07/03/2006
Structural Studies by LBNL Researcher Provides Insights into Regulation of Bacterial Gene Expression
Summary
Many microbes use two-component signal transduction as a method of information processing to control their adaptive behaviors in response to changes in the environment. The transmitter component receives the initial signal and modifies the receiver domain of the second component, called a response regulator; the signal pathway is then turned on or off by the status of the response regulator. Microbial nitrogen assimilation and metabolism is regulated by this type of two-component signal relay, with the NtrC response regulator controlling nitrogen scavenging pathways and nitrogen fixation. Featured on the cover of the June 1, 2006, issue of Genes and Development, LBNL investigator Professor Eva Nogales and colleagues report x-ray and electron microscopy structural biology studies of NtrC that provide new insights into the mechanism of regulation of bacterial transcription and gene expression. When activated by phosphorylation of its receiver domain, NtrC assembles into a donut-like hexameric ring that encloses and binds to regulatory promoter DNA sequences.
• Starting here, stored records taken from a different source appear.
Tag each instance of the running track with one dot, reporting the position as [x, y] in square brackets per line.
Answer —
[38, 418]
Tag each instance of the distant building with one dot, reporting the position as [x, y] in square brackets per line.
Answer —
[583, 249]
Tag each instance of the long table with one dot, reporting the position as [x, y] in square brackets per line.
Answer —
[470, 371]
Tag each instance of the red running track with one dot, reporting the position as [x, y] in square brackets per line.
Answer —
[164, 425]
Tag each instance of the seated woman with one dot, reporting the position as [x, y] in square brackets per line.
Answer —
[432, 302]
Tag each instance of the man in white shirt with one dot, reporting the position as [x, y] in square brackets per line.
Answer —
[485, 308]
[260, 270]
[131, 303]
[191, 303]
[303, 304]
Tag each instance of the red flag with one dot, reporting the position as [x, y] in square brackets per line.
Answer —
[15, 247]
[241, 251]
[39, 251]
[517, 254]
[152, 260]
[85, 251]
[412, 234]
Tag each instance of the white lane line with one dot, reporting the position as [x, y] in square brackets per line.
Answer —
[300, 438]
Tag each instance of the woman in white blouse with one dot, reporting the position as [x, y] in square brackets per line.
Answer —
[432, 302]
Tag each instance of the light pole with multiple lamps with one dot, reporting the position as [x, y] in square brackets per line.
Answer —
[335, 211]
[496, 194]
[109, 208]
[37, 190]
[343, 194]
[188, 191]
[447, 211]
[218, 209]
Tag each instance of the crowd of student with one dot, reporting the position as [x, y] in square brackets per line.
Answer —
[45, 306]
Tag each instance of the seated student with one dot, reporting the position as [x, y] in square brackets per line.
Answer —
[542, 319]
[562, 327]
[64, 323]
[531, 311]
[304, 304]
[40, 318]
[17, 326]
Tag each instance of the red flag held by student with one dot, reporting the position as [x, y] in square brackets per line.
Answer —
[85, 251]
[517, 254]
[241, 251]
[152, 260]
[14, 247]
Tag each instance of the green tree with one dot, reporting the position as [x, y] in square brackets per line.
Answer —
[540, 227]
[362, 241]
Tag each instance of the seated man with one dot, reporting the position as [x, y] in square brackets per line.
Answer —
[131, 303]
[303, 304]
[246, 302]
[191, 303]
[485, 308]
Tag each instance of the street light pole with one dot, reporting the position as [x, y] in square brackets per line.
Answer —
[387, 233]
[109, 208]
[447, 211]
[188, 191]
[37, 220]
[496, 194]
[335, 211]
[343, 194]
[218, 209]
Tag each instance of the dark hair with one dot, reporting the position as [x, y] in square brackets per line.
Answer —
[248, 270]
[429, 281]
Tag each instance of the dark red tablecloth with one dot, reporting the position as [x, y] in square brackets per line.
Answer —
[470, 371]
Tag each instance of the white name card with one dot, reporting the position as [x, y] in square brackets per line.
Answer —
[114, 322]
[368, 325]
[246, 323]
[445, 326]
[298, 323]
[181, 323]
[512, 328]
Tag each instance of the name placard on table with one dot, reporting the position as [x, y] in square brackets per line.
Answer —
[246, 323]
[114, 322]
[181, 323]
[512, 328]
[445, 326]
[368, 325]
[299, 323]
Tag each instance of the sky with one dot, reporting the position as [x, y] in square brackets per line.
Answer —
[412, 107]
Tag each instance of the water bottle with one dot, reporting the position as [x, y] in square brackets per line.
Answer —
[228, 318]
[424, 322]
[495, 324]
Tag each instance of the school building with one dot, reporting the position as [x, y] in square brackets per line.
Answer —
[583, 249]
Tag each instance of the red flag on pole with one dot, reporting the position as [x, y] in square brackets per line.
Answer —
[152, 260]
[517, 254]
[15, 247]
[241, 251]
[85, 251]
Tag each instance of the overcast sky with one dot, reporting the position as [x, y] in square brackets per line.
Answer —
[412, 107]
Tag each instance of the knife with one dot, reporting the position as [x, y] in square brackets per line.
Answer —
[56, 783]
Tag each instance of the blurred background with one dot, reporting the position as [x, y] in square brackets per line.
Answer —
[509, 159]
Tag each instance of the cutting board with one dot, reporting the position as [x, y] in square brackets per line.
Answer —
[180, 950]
The resulting conformational change in the molecular machine that produces mRNA, s54-RNA polymerase, thereby activates the entire polymerase machinery to initiate transcription of the required nitrogen assimilation genes, to produce a metabolic response to the original signal about the cells nutrient status. This new model suggests that conformational dynamics are crucial for understanding how a transcriptional activator interacts with RNA polymerase to regulate gene expression.
References
Sacha De Carlo, Baoyu Chen, Timothy R. Hoover, Elena Kondrashkina, Eva Nogales, and B. Tracy Nixon (2006) The Structural Basis for Regulated Assembly and Function of the Transcriptional Activator NtrC, Genes & Dev 20 (11):1485 1495.